Diceva, a chiunque incontrava, che voleva andare in America. S’era perso sulle strade del mondo. Voleva perdersi sulle strade d’America. Forse per l’ultima volta. Intanto che aspettava di raggiungerla viveva già in uno straordinario nuovo mondo tutto suo. Una specie di strano limbo affollato di personaggi stralunati e istintivi - pellegrini bene andanti in questo mondo, come lui. - “Uno di questi giorni me ne parto. Vado alla… Merica!” proclamava solenne verso tutti. Adulti e bambini. Giovani e vecchi. Gerardo brandiva la sua sgrammaticata informazione come un randello - tanto la considerava strepitosa. Non sapeva di minacciare un distacco doloroso solo per lui - e per nessun altro.

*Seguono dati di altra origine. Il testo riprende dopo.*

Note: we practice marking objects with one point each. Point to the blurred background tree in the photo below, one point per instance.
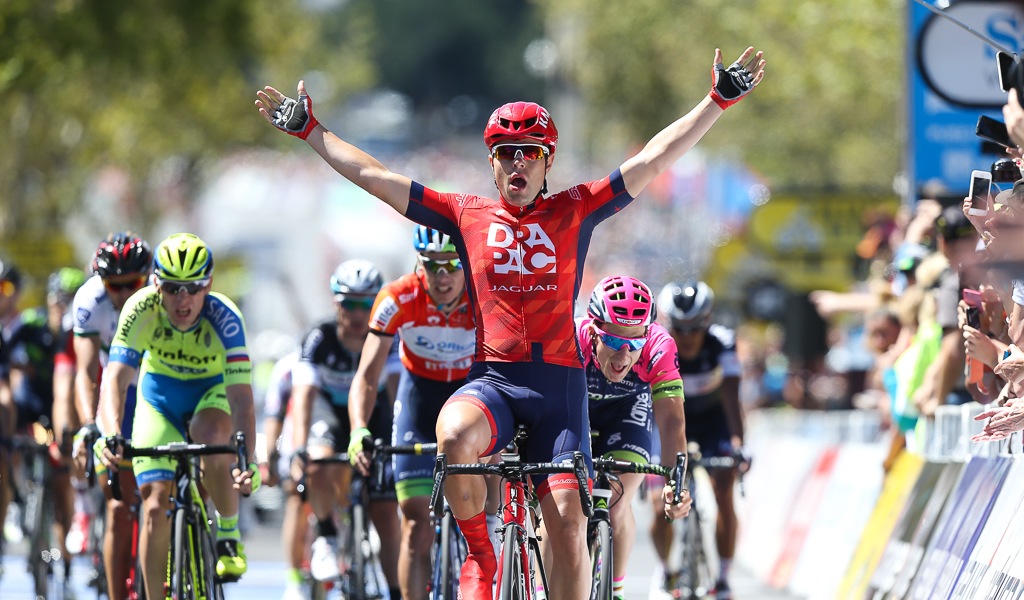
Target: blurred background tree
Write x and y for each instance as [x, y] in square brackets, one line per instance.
[827, 116]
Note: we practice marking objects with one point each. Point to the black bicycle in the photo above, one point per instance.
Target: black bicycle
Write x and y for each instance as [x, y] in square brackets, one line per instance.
[521, 568]
[192, 556]
[599, 538]
[361, 577]
[449, 550]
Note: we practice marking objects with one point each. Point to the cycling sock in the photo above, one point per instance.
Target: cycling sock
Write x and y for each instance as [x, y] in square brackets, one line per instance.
[480, 566]
[723, 570]
[227, 527]
[326, 528]
[294, 575]
[619, 588]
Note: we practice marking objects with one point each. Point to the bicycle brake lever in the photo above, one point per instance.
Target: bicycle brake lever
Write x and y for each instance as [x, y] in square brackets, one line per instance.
[436, 493]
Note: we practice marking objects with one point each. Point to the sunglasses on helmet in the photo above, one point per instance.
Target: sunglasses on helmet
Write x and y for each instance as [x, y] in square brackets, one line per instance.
[356, 303]
[190, 288]
[615, 343]
[437, 266]
[510, 152]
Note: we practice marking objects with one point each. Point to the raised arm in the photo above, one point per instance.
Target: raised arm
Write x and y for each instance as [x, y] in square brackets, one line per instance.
[296, 118]
[728, 86]
[363, 395]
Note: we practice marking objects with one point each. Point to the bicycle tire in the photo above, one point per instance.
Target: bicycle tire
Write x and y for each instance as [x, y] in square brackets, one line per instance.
[695, 575]
[512, 576]
[451, 555]
[180, 575]
[601, 560]
[359, 533]
[212, 589]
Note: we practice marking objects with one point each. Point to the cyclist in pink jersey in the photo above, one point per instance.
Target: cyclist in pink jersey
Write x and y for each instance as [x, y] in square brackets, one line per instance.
[523, 255]
[632, 371]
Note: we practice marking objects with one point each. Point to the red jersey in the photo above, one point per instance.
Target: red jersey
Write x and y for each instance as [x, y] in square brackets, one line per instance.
[523, 265]
[433, 345]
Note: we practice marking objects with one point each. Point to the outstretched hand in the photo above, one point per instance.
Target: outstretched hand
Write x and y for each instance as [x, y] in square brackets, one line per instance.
[730, 84]
[291, 116]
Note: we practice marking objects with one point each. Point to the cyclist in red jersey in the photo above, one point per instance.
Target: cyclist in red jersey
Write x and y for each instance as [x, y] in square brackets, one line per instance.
[523, 255]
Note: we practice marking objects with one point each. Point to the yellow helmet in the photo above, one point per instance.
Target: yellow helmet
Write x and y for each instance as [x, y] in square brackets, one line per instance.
[182, 257]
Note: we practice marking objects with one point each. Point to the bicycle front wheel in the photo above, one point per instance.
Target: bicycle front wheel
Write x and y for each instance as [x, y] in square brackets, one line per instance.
[696, 574]
[513, 580]
[181, 576]
[601, 560]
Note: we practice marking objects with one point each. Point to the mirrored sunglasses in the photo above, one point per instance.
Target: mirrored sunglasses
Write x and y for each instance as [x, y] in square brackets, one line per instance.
[616, 343]
[436, 266]
[190, 288]
[356, 304]
[510, 152]
[131, 285]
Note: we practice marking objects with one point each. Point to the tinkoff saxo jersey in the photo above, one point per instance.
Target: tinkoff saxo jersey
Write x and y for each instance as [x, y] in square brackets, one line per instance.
[434, 345]
[215, 346]
[523, 264]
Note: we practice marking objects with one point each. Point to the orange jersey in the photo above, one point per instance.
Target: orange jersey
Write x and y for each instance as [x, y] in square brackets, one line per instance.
[433, 345]
[523, 265]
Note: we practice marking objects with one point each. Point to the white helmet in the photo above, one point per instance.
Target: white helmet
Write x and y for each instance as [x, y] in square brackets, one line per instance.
[355, 277]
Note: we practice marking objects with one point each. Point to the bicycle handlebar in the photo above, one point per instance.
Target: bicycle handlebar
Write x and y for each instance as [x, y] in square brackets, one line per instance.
[512, 470]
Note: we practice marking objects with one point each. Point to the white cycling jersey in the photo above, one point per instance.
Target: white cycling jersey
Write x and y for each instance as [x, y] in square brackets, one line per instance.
[93, 314]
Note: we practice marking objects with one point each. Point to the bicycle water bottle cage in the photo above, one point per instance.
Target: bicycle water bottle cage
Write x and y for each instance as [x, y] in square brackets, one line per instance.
[511, 459]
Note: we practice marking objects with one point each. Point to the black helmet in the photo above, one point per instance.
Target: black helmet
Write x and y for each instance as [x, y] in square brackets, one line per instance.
[122, 253]
[688, 304]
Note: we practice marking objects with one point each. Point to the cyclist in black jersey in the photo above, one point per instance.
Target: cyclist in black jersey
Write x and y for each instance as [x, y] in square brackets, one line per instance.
[711, 374]
[10, 281]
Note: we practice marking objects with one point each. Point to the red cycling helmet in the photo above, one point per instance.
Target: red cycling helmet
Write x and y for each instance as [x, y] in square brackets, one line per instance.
[622, 300]
[520, 121]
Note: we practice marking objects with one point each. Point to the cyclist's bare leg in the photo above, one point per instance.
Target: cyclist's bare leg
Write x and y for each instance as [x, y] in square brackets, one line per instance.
[566, 528]
[725, 530]
[213, 426]
[327, 483]
[624, 526]
[384, 515]
[417, 537]
[117, 545]
[463, 434]
[155, 536]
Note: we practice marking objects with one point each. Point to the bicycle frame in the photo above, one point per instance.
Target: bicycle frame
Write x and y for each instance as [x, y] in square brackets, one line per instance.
[192, 554]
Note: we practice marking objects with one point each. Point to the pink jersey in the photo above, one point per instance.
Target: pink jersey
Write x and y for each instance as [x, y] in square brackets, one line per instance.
[523, 265]
[658, 360]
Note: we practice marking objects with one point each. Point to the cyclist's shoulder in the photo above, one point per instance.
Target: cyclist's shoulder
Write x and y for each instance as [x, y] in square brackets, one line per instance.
[222, 314]
[721, 337]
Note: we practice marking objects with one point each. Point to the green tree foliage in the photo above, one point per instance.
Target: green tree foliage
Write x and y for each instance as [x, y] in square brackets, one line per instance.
[94, 83]
[828, 113]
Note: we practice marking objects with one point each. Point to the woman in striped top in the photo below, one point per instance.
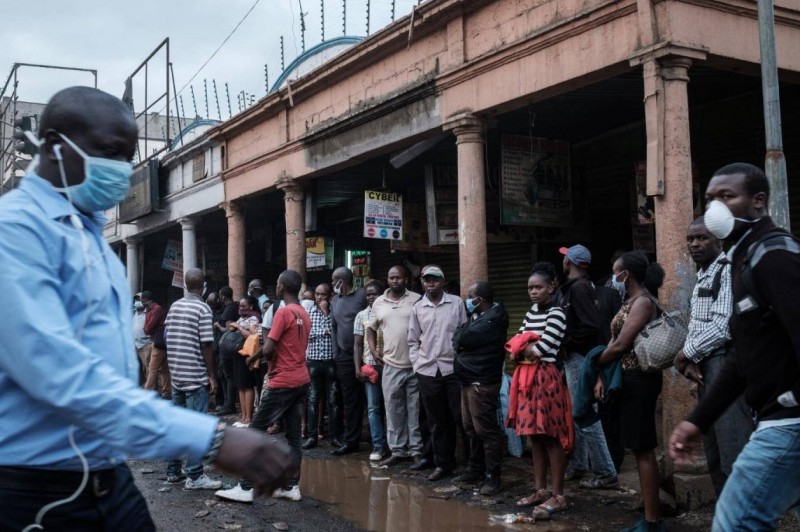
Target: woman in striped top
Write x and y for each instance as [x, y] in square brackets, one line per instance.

Non so se fosse spinto a un tale drammatico annuncio dalla voglia, sincera ma tardiva, di cambiare vita - d’allontanarsi per sempre dal paese nativo. O, invece, dal desiderio di realizzare un sogno tenuto nascosto per molto. Di certo il sogno più grande della sua vita.
Gerardo già si vedeva issato dritto sul ponte più alto di un transatlantico. In fondo a tre settimane di traversata e di stiva. Morto di sonno e di stanchezza, stravolto dalla fame, spossato dalla nausea e dal vomito - ma felice. Riesco ad immaginare la probabile scena. Si! E’ proprio lui! Lo vedo! E’ Gerardo, quel piccolo uomo avvinghiato forte al corrimano salato del parapetto; il viso arrossato dal freddo; schiaffeggiato dell’acqua ghiaccia dell'oceano. Si regge il cappello schiacciato sulla testa rotonda. Il respiro è affannoso, controvento. Il petto è gonfio dell’ansia di chi si appresta a calpestare il sospirato molo di Ellis Island.
In spalla un saccappà pieno del meno di niente che aveva. Ed ha la stessa faccia da grullo di sempre - solo appare un po’ meno avvilita.